Let’s analyze the code carefully: it only treats a payment as successful if the HTTP response status is 200 and the body has success=true. In all other cases, it immediately marks the payment as FAILED. This approach introduces several critical issues that need to be carefully considered.
Network Errors
Network errors — such as timeouts, connection refusals, or DNS failures — can occur at any time during the external API call. In such cases, the line:
restTemplate.postForEntity(...)
typically throws an exception. The try-catch block then treats this as a payment failure.
But is this always correct?
- In the case of a timeout, the request may have already reached the external partner, and they might have processed it successfully (or it might still fail).
- In the case of connection refused or DNS failure, it’s more likely that the partner system never received the request.
In both cases, however, the system blindly marks the payment as FAILED.
If the partner did in fact process the transaction successfully, this inconsistency could lead to severe issues:
When the system retries or reprocesses failed transactions, it may unintentionally double-charge the user!
Clearly, the system is missing an important intermediate transaction state — something like UNKNOWN — indicating uncertainty about whether the transaction succeeded or failed.
For example:
public enum Status {
INITIATED,
CONFIRMED,
FAILED,
UNKNOWN
}
For transactions in the UNKNOWN state, the system should have a dedicated mechanism to reconcile or query the final status with the external partner later.
Abnormal Responses
Other problematic scenarios involve abnormal or unexpected API responses:
- The server returns HTTP 200 OK but the response body is invalid or missing.
- The response body contains an error code, but the system does not properly interpret it.
- The external API’s documentation is incomplete, leaving certain cases undefined.
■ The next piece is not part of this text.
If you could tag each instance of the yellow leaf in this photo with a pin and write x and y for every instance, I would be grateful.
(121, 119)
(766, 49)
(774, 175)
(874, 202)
In these cases, it’s crucial to have:
- A clear and complete documentation agreement with the partner regarding which HTTP statuses indicate success, failure, or require special handling.
- Any unknown or undefined statuses should default to UNKNOWN, not blindly assumed as success or failure.
The same principle applies to parsing error codes inside the response body — avoid making assumptions without strict definitions.
Uncontrolled Retry
Another hidden risk is uncontrolled retries.
If the system does not carefully distinguish between retryable and non-retryable failures, it may unnecessarily or incorrectly retry transactions that were already processed, compounding the risk of double charges or inconsistent states.
For errors that are eligible for retry, ensure that the external partner accepts retry attempts and that their API is idempotent.
Conclusion
In payment systems, handling external API interactions must be done with extreme caution.
We must recognize that not every error is final and that not every success is guaranteed.
By introducing proper transaction states like UNKNOWN, building reconciliation mechanisms, and working closely with external partners to define clear API behaviors, we can make our systems much more robust, reliable, and safe for users.
Ignoring hidden errors can silently turn small technical oversights into serious financial and reputational disasters.